Başbakan “devlet” in görüştüğünü söylüyor. “Biz değil” diyor
Pekiyi bu kimin devleti?
¡¡¡
DEVLETİN sahibi kim?
Devlet ya da Başbakan’ın sözünü ettiği “kanallar” siyasi onay almadan kendi başlarına hareket edebilirler mi? Hangi demokratik ülkede böyle bir şey olabilir? Hangi siyasi liderlik buna izin verir.
Anayasa değişikliklerini savunurken,“Bakan arkadaşlarıma söylüyorum, (bakanlık bürokrasisini kast ederek) altınızdakilere dikkat edin” diye konuşan, yargıdan ve bürokrasiden “ayaklarımızın prangaları” diye söz eden ve devletle sürekli bilek güreşi içinde olan Başbakan, Kürt sorununun çözümünde bu “prangalar” ile gönüllü bir görev bölümü yaptığı izlenimini veriyor topluma. .
Anayasa referandumuna giderken, Başbakan kestanelere elini uzatmıyor, ama siyasi liderlik olmadan hiçbir maşa o kestaneleri ateşten alamaz, yanmaktan kurtaramaz.

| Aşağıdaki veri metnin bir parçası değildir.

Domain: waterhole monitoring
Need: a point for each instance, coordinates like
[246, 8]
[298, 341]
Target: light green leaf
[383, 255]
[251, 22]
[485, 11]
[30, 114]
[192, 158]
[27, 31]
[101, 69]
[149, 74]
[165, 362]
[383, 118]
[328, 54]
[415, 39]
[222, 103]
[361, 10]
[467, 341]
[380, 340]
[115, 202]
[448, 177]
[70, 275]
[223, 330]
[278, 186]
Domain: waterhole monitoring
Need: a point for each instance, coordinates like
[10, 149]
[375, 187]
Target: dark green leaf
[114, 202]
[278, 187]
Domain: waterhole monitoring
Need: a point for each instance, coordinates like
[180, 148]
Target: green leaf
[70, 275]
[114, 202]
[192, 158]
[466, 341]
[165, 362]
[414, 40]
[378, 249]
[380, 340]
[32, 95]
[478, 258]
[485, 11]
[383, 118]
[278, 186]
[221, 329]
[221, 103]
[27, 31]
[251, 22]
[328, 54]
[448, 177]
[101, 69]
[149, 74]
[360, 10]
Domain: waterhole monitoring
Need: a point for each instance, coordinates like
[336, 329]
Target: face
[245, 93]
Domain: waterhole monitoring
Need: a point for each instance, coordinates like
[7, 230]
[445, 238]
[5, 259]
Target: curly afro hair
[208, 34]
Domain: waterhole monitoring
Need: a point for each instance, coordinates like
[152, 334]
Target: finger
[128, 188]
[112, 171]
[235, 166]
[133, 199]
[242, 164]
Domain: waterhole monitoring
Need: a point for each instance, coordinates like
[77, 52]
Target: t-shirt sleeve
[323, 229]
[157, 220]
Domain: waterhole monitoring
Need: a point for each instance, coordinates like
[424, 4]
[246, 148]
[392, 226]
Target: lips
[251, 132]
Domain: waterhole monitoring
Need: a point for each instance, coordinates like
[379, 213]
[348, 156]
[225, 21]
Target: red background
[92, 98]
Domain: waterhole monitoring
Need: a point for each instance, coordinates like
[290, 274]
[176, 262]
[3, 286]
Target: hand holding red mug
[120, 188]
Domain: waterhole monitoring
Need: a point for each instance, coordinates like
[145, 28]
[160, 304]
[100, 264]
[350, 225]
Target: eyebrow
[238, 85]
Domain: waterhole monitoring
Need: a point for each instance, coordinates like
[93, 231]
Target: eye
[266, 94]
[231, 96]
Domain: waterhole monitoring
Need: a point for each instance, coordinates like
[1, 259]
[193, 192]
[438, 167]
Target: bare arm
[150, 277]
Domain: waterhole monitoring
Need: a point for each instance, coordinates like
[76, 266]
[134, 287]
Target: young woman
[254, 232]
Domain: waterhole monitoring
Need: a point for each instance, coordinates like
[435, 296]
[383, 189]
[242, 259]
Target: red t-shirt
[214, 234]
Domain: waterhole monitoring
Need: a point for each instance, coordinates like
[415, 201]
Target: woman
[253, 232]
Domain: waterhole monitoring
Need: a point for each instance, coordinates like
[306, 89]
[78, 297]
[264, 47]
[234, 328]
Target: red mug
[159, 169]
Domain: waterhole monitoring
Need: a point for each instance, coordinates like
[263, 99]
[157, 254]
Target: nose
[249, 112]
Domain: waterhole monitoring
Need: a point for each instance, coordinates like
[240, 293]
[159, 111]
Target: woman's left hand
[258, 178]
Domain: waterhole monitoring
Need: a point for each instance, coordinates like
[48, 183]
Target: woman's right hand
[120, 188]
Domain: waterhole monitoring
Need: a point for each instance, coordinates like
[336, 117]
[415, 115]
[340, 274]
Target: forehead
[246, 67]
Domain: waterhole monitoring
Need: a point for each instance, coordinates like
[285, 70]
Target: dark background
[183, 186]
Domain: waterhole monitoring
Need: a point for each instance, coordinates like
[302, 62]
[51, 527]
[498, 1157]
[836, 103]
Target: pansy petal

Her nabza ayrı şerbet vererek Anayasa’yı istediğiniz kadar değiştirin, onu hayata uygulayacak toplumsal mutabakata ulaşamaz ve değişikliklerin kağıt üzerinde kalmasını engelleyemezsiniz.
¡¡¡
ANAYASA esasta toplumsal mutabakat belgesidir. Bunu önceki akşam yine HaberTürk’teki röportajda Başbakan da kabul ediyor ve bu paket geçerse, seçimlerden sonra yeni bir Anayasa hazırlığı sözü veriyor. Hem de bu kez “Parlamentodaki partilerin uzlaşmasıyla” diye de altını çiziyor.
Anayasa ilkeleri belirliyor. Yasal değişimleri gerçekleştiren ise siyasi irade.
Hâkim siyasi irade ise Anayasa değişikliğini toplumun önüne getiriyor ama ona uygun davranmıyor.
Bugün insan haklarını genişletmenin, ifade ve basın özgürlüğünü ileri götürmenin, pozitif ayrımcılık dâhil toplumda gerçek eşitliği sağlayacak yasal düzenlemelerin yapılmasının önünü Anayasa mı tıkıyor?
Kürt meselesinin çözümü için gerekli siyasi önderliğin önünü Anayasa mı kesiyor?
Evet, yeni bir Anayasa Türkiye için şart. Ama önce değişim için toplumsal iradeyi harekete geçirecek siyasi önderlik, elini taşın altına koyma, barış ve uzlaşma söylemini öne çıkartmak gerekiyor. Yoksa uzlaşmaya dayanmayan her değişiklik kâğıt üzerinde kalmaya mahkûmdur.